Causal Hierarchy of Actions and INteractions — An interactive 3D, physics-driven benchmark for evaluating whether vision-language and diffusion models can reason about physical structure and execute action sequences grounded in causal constraints.
Maojia Song*, Yihuai Lan*, Yuhao Wu*#, Lei Wang†, Zhiqiang Hu, Yao Xiao, Heng Zhou, Weihua Zheng, Dylan Raharja, Soujanya Poria†, Roy Ka-Wei Lee†
* Equal contribution | # Project Leader | † Advisor
Understanding the physical structure is essential for real-world applications such as embodied agents, interactive design, and long-horizon manipulation. Yet, prevailing Vision–Language Model (VLM) evaluations still center on structure-agnostic, single-turn setups (e.g., VQA), which fail to assess agents' ability to reason about how geometry, contact, and support relations jointly constrain what actions are possible in a dynamic environment.

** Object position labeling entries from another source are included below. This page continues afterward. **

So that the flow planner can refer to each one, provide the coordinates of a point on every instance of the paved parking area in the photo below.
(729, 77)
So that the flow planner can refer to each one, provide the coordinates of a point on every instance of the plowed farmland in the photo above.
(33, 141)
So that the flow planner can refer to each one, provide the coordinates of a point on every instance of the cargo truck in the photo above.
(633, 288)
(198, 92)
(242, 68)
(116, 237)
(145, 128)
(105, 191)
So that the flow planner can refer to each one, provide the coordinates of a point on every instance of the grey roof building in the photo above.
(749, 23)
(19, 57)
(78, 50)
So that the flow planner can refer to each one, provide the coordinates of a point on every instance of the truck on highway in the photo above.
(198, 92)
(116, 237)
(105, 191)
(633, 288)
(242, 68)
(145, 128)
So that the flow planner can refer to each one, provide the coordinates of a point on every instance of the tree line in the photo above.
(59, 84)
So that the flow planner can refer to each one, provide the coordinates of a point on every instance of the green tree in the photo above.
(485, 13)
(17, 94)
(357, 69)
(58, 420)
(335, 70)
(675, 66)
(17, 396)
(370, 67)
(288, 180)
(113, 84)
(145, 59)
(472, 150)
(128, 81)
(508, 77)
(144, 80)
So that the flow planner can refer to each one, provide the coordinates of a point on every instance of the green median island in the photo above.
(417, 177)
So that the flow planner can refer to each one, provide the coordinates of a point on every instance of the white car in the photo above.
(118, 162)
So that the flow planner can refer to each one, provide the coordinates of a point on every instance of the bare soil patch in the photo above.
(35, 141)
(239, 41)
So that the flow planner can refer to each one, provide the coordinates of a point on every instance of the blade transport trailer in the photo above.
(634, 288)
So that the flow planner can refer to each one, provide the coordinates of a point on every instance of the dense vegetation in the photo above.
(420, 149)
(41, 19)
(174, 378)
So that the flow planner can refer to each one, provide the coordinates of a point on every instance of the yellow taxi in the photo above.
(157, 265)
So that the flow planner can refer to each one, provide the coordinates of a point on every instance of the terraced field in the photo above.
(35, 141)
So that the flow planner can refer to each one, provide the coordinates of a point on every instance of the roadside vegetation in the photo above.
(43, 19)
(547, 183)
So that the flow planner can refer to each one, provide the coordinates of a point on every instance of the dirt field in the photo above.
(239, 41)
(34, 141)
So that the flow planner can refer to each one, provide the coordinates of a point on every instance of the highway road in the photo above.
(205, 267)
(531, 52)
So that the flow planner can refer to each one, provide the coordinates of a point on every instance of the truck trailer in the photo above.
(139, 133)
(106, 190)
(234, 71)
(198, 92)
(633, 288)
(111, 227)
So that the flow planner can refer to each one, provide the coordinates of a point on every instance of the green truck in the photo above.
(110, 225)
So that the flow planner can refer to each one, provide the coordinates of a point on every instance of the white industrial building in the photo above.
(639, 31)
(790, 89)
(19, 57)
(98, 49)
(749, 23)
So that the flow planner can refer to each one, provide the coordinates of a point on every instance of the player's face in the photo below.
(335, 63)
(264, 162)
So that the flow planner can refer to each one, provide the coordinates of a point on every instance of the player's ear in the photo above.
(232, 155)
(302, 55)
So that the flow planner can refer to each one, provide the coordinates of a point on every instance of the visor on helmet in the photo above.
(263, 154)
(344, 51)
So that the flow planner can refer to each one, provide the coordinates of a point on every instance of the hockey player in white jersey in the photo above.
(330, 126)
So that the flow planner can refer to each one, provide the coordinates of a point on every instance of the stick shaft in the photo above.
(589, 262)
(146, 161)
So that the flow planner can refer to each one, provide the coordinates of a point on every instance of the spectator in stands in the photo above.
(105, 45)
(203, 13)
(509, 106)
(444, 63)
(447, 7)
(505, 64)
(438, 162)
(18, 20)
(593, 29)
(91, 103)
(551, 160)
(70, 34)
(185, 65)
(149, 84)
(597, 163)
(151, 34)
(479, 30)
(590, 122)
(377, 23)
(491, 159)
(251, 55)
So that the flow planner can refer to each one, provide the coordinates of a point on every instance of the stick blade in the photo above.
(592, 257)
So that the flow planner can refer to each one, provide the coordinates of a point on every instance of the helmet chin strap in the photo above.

To address this gap, we introduce the Causal Hierarchy of Actions and Interactions (CHAIN) benchmark — an interactive 3D, physics-driven testbed designed to evaluate whether models can understand, plan, and execute structured action sequences grounded in physical constraints. CHAIN shifts evaluation from passive perception to active problem solving, spanning tasks such as interlocking mechanical puzzles and 3D stacking and packing.
Our results show that top-performing models still struggle to internalize physical structure and causal constraints, often failing to produce reliable long-horizon plans and cannot robustly translate perceived structure into effective actions.
CHAIN comprises 109 distinct interactive levels across two task families, each stressing complementary aspects of structured physical reasoning.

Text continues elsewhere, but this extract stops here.